Am Anfang des Buches wird die Komplexität der ehemaligen geistlichen und weltlichen Gerichtsbarkeit diskutiert. In den folgenden zwei Teilen analysiert die Verfasserin geistliche Niedergerichtsbarkeit in den Fürstbistümern Münster und Osnabrück. Münster ist ein Beispiel für öffentliche Kirchenbuße als Disziplinierungsmittel. Im Fall von Osnabrück wird der Aspekt konfliktträchtiger Herrschaftsrechte und Jurisdiktionskompetenzen hervorgehoben.

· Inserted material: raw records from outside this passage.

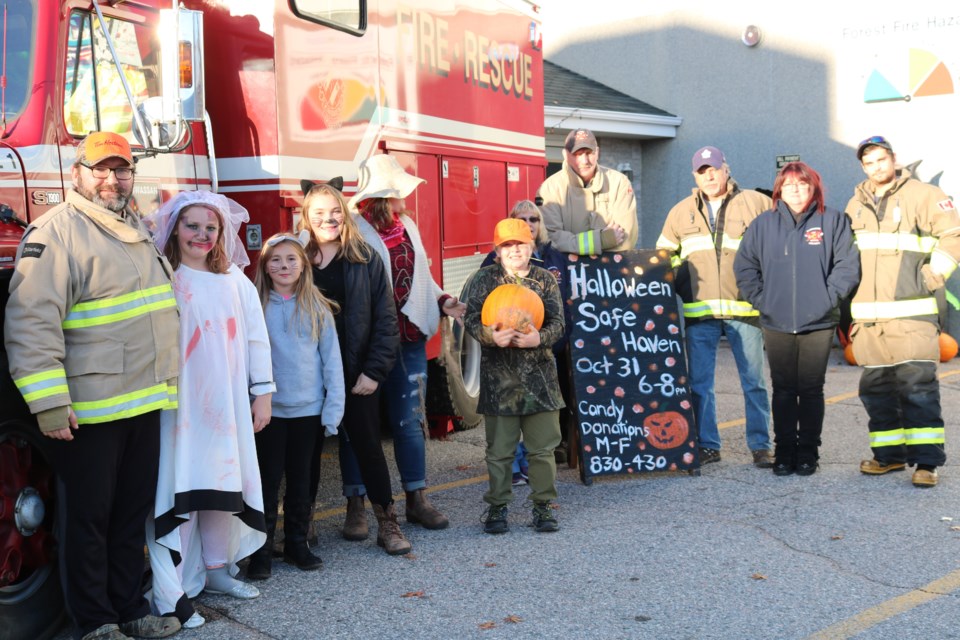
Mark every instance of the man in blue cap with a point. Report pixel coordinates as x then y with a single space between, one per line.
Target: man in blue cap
703 232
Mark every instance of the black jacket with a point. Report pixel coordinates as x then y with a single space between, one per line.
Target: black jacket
796 272
370 336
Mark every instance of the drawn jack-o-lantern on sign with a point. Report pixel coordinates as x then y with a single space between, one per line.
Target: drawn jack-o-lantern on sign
668 429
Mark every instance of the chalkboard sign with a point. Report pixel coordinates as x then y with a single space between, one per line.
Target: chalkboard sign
631 394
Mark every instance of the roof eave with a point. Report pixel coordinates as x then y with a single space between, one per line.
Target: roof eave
559 120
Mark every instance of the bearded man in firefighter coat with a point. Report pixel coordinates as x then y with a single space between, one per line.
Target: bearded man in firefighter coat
908 233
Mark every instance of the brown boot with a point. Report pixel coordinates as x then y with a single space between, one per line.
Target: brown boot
389 535
421 511
355 526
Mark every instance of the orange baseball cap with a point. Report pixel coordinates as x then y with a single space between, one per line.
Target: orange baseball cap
100 145
511 229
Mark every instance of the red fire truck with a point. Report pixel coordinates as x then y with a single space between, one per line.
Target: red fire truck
248 97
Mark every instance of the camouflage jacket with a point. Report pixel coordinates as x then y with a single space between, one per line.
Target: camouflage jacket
513 381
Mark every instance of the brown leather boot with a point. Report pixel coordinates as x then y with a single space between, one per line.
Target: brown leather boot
389 535
421 511
355 526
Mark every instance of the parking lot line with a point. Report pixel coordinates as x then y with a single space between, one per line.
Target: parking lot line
848 628
886 610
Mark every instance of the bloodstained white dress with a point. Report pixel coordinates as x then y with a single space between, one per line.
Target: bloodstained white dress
208 457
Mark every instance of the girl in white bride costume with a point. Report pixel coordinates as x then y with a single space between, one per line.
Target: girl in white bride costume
209 508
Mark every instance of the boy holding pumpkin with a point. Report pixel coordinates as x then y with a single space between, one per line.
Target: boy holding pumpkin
519 390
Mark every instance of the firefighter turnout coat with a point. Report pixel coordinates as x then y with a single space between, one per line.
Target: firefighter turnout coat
704 259
92 321
576 214
909 245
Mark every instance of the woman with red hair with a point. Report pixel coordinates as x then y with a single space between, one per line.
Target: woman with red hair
795 264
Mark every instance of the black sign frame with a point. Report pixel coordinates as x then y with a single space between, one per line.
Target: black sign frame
631 395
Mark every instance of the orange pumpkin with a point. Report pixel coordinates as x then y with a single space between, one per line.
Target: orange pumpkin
513 306
848 354
948 347
667 429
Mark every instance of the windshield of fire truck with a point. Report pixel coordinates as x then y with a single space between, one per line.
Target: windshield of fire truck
18 32
94 98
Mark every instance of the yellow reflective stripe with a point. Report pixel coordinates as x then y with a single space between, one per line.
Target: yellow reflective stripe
703 308
99 312
871 240
942 263
126 405
730 243
886 438
586 242
925 435
694 244
663 242
894 309
43 384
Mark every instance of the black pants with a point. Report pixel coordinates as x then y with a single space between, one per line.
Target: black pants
287 446
903 402
361 424
107 484
798 367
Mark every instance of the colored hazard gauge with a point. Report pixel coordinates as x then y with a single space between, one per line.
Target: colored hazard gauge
917 75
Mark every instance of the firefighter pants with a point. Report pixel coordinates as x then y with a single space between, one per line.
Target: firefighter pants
107 484
903 403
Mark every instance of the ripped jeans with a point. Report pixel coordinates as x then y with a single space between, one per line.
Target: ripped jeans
404 391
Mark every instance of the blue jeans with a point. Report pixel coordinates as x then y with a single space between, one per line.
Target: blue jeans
746 341
404 390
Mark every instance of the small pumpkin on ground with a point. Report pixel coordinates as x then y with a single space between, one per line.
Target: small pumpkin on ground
948 347
848 354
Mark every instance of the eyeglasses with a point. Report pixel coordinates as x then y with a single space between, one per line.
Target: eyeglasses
873 140
102 173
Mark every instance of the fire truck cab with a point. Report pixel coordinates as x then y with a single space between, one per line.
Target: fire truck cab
247 98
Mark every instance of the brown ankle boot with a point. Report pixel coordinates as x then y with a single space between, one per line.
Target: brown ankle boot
355 526
389 535
421 511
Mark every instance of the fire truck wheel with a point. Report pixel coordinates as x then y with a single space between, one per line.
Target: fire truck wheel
454 377
31 600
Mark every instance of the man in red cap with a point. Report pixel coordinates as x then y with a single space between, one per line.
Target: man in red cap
587 208
91 334
703 232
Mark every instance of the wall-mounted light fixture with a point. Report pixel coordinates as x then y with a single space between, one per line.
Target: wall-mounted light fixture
751 35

So geht es um keine eigentliche Vergleichung zwischen lokalen Rechtseinheiten, sondern eher um zwei einander ergänzende Perspektiven (25). Dies erklärt sich durch die Quellenlage.
Der Titel "Sühne oder Sanktion" verspricht das Beleuchten des eigentlichen Wesens und der Zwecke von so genannten Kirchenstrafen. Dabei spielt der Aspekt von Herrschen durch Gerichtsbarkeit eine zentrale Rolle, weil die Autorin ihren Blick sehr stark auf die Machtausübung richtet. Diese Entscheidung hätte man in dem Untertitel zum Ausdruck bringen können.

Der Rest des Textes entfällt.